Wie das Unternehmen bekannt gibt, hat die japanische Niederlassung im zweiten Halbjahr 2001 Lizenzen für die DK1 Design-Suite an vier japanische Elektrounternehmen, darunter auch Omron und Sony verkauft. Darüber hinaus haben sich fünf japanische Universitäten, zum Beispiel die Universität Tokio, dem Celoxica University Programme angeschlossen.

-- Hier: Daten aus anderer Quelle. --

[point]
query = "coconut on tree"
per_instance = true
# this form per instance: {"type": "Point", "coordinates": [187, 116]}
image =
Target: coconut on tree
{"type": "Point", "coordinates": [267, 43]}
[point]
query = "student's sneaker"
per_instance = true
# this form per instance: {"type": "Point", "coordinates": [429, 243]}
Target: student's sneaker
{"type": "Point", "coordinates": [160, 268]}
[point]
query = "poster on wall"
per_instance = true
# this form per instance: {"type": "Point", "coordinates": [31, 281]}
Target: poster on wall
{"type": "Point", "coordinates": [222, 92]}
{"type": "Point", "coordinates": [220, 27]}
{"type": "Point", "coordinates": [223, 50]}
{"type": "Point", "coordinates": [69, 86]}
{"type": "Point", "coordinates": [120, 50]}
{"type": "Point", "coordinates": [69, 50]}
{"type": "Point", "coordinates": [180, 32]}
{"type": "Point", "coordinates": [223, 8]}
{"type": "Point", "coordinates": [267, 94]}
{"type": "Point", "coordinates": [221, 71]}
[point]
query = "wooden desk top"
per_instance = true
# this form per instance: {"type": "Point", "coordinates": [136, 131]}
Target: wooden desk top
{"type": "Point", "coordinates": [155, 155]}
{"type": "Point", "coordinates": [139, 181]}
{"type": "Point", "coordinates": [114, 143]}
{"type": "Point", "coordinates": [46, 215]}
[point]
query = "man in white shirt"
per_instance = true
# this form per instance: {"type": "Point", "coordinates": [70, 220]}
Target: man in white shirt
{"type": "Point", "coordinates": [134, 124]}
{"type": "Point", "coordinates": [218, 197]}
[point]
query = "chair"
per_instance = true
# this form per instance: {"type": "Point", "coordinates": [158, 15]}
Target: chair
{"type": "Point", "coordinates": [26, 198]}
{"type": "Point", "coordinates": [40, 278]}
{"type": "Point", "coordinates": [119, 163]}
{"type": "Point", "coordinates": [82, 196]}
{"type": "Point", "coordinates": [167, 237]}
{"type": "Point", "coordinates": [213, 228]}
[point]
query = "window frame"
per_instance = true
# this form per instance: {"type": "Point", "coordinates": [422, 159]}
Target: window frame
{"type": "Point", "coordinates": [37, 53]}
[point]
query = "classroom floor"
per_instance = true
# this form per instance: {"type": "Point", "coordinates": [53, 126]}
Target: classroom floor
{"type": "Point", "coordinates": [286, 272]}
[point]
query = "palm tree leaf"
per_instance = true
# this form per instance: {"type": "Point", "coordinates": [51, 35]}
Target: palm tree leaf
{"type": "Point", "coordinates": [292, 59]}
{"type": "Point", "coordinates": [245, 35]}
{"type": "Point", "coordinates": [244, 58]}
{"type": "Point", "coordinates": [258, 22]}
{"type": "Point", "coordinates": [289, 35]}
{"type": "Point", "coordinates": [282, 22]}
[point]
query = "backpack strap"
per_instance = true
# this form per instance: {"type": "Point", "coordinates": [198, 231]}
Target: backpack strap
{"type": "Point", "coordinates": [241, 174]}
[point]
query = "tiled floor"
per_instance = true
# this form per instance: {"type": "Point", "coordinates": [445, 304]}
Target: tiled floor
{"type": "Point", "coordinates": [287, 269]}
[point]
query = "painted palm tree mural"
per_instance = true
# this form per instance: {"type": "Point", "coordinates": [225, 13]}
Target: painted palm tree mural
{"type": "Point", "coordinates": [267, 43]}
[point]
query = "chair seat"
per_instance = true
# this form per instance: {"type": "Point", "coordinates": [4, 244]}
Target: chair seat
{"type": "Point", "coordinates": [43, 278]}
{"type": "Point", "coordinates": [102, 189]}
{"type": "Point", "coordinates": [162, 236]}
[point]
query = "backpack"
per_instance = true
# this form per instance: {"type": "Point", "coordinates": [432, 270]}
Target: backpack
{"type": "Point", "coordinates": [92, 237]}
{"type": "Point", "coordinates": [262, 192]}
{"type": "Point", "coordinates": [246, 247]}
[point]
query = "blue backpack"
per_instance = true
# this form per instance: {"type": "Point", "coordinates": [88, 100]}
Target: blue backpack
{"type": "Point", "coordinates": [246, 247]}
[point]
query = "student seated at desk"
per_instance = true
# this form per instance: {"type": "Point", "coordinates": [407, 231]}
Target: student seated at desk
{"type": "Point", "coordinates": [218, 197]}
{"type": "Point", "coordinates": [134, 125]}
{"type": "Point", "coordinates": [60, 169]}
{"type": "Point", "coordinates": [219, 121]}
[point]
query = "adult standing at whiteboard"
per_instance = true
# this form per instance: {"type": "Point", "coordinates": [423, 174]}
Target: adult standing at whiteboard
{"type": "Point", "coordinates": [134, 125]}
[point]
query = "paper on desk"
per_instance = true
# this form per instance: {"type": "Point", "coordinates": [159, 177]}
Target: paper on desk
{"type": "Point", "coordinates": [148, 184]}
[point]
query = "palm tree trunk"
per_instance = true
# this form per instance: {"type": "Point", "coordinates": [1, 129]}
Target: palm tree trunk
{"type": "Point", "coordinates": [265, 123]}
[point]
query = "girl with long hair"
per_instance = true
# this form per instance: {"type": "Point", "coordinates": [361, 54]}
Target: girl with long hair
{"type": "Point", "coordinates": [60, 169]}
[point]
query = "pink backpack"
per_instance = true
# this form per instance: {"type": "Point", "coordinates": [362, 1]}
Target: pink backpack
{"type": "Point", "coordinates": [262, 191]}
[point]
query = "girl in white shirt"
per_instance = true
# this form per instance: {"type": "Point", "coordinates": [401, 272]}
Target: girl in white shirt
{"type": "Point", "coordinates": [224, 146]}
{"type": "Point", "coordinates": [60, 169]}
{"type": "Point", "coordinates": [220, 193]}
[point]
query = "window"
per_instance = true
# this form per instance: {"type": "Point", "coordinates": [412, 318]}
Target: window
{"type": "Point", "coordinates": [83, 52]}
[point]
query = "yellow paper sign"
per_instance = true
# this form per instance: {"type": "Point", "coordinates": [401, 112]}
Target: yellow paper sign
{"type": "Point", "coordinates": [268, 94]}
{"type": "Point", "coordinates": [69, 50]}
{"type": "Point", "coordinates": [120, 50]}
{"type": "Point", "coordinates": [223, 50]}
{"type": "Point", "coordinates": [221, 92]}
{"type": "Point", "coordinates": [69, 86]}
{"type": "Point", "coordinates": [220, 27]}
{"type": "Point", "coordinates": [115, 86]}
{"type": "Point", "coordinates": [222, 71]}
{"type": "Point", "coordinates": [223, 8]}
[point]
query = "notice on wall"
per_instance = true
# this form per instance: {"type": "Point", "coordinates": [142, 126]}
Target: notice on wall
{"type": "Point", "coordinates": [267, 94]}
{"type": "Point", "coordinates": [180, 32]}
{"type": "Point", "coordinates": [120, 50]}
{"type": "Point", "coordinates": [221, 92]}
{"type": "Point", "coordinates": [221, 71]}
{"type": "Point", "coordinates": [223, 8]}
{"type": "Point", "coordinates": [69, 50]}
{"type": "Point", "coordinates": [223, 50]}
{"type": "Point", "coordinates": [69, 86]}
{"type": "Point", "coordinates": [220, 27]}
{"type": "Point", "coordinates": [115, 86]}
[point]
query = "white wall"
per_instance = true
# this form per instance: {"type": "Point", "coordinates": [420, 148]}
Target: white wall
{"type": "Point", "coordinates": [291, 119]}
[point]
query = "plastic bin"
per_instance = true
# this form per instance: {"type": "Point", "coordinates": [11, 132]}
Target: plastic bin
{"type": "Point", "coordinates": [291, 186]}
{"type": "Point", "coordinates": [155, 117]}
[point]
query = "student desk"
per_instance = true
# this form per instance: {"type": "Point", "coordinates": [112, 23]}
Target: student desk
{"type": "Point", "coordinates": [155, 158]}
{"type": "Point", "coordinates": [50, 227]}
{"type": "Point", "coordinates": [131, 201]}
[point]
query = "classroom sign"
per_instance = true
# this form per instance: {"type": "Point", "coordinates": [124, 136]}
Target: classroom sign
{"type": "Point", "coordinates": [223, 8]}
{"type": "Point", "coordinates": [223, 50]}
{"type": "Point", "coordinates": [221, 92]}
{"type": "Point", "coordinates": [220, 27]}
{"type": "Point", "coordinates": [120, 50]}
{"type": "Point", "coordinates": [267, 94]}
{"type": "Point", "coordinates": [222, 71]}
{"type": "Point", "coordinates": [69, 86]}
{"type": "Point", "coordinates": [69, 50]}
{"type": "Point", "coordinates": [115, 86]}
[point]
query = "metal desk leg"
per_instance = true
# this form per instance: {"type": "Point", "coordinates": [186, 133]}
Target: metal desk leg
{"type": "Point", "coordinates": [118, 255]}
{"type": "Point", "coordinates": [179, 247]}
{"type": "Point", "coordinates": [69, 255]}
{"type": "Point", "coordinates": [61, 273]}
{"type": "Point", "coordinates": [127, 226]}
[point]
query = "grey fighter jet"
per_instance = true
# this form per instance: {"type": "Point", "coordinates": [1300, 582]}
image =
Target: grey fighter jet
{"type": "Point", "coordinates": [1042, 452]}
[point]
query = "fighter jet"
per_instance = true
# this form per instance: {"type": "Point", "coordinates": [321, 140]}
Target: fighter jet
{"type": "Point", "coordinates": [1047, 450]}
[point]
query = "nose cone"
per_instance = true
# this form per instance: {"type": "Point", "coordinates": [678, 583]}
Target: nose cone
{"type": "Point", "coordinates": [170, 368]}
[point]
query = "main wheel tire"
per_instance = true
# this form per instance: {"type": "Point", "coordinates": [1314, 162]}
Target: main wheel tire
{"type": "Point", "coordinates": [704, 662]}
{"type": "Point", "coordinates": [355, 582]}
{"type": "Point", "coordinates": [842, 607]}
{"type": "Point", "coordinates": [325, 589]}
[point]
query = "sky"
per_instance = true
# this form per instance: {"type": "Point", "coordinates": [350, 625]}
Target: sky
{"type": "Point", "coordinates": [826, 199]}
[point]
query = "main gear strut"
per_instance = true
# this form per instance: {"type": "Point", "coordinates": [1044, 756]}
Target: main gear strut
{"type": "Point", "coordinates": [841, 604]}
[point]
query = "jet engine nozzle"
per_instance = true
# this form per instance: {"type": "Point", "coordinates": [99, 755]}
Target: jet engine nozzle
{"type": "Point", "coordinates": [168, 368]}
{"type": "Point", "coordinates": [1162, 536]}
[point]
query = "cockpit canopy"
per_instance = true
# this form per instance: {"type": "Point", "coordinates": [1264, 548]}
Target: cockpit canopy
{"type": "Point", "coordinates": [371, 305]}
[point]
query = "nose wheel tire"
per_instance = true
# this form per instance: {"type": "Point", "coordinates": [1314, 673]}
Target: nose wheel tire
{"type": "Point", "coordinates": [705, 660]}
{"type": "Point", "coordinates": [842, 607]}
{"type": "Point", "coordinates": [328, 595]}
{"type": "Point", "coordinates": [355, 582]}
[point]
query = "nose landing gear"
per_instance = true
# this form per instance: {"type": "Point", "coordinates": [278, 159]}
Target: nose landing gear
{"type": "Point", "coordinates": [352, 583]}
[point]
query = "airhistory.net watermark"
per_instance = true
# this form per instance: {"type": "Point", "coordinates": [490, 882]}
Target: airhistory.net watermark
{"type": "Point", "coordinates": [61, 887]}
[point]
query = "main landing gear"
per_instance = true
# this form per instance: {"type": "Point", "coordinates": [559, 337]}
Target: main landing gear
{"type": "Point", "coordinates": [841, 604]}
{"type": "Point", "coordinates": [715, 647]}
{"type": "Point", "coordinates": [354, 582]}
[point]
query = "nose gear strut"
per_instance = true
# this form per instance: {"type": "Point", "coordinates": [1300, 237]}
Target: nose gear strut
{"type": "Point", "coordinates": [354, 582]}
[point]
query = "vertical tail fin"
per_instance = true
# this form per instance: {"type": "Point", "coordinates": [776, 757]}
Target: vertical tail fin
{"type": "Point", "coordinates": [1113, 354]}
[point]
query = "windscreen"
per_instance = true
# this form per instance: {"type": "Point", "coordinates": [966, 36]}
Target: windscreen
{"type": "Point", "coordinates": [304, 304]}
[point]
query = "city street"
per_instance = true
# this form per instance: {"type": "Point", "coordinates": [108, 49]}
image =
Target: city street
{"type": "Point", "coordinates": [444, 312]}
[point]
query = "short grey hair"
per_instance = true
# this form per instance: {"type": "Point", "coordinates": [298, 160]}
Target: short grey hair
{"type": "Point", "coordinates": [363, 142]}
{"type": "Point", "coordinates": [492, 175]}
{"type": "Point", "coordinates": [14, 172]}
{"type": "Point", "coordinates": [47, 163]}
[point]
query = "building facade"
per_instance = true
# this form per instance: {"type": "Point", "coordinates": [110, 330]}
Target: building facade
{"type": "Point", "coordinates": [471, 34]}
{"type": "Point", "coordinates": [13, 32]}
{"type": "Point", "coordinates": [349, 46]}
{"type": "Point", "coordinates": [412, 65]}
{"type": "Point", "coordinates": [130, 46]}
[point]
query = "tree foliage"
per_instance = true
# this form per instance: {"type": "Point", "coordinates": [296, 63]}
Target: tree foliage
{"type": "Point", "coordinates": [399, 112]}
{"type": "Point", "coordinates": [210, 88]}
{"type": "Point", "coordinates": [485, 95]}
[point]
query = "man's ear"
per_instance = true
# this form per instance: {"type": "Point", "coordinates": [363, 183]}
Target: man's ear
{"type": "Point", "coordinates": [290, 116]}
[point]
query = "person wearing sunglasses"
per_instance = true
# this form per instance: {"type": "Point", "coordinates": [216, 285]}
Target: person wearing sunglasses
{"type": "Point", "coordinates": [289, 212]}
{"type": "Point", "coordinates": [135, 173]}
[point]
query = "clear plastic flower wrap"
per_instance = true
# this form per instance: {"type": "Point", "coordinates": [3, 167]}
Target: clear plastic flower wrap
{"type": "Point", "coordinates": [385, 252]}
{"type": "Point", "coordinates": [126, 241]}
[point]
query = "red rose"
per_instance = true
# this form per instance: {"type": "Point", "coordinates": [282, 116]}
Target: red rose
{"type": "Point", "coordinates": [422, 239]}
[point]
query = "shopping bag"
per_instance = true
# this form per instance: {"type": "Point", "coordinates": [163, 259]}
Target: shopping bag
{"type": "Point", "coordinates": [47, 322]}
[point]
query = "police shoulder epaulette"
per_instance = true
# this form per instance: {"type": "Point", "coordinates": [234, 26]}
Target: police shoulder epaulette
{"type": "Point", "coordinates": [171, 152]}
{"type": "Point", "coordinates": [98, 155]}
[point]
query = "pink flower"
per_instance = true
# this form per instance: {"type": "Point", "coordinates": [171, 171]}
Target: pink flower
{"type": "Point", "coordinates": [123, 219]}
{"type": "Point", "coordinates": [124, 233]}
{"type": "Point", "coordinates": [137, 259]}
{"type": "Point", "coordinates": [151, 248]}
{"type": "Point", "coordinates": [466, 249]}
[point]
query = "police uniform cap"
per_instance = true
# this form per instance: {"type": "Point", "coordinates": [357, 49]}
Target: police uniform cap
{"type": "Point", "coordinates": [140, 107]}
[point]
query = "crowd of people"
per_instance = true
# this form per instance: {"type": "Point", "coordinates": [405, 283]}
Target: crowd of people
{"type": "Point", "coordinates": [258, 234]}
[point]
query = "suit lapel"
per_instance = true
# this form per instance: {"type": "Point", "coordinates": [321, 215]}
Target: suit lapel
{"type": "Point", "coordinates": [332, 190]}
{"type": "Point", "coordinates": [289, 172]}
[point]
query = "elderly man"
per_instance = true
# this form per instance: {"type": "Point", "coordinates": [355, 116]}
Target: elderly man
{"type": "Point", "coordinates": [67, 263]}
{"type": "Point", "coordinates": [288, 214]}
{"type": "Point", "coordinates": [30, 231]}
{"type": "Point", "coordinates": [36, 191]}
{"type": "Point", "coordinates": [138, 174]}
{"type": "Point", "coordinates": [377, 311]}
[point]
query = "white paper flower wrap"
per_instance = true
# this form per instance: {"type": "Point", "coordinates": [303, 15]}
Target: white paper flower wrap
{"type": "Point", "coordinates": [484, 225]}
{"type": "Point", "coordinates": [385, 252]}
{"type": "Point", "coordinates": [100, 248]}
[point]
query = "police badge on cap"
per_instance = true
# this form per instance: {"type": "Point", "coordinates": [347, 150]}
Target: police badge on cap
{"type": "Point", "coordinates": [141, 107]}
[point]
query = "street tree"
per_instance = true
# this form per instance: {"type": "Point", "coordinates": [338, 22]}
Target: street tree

Darin geht es um die Verwendung der DK1 Design-Suite und der Entwicklungs-Boards der RC-Serie von Celoxica für die Forschung und Lehre im Bereich der Elektrotechnik. Celoxica Japan K.K. plant ergänzend ein regionales Universitäts-Programm, das Anfang 2002 in Japan starten soll.


Dennis Nye, Senior Vice President, Worldwide Sales and Marketing des Unternehmens, erläutert: “Wir haben auf dem japanischen Markt ein besonders starkes Interesse an abstrakten Designmethoden festgestellt. Die Nachfrage nach Tools auf C-Basis resultiert aus verschiedenen Aspekten, zu denen die System-Performance, die Entwicklungskosten, die Design-Produktivität und der Fachkräftemangel gehören. Unsere Kunden wissen, wie effektiv sich diese Probleme mit der DK1 Design Suite lösen lassen.“


Die DK1 Design-Suite ist für den Entwurf, die Validierung, die iterative Verfeinerung und die Implementierung komplexer Algorithmen in Hardware konzipiert. Ihre eingebauten Designeingabe-, Simulations- und Synthese-Funktionen basieren auf Handel-C. Diese auf ANSI C basierende Design-Eingabesprache verbindet Parallelität mit einem zentralen Timing-Modell. Mit der C-Sprache vertraute Entwickler kommen mit der Handel-C-Sprache der DK1 Design Suite problemlos zurecht. Durch seine intuitiven, hardwarespezifischen Konstrukte erlaubt Handel-C dem Software-Entwickler die zügige Codierung von Hardware-Designs.


Die PAL-Strategie von Celoxica führt eine gegliederte Designmethodik ein, die den mit Handel-C arbeitenden Designer von den maschinennahen Interface-Aspekten abschirmt. DSM erlaubt eine effektive, mehrsträngige Kommunikation zwischen einem FPGA und einer CPU, die System-Engpässe beseitigt, da die CPU datenintensive Aufgaben in Echtzeit an parallele, reprogrammierbare FPGAs auslagern kann.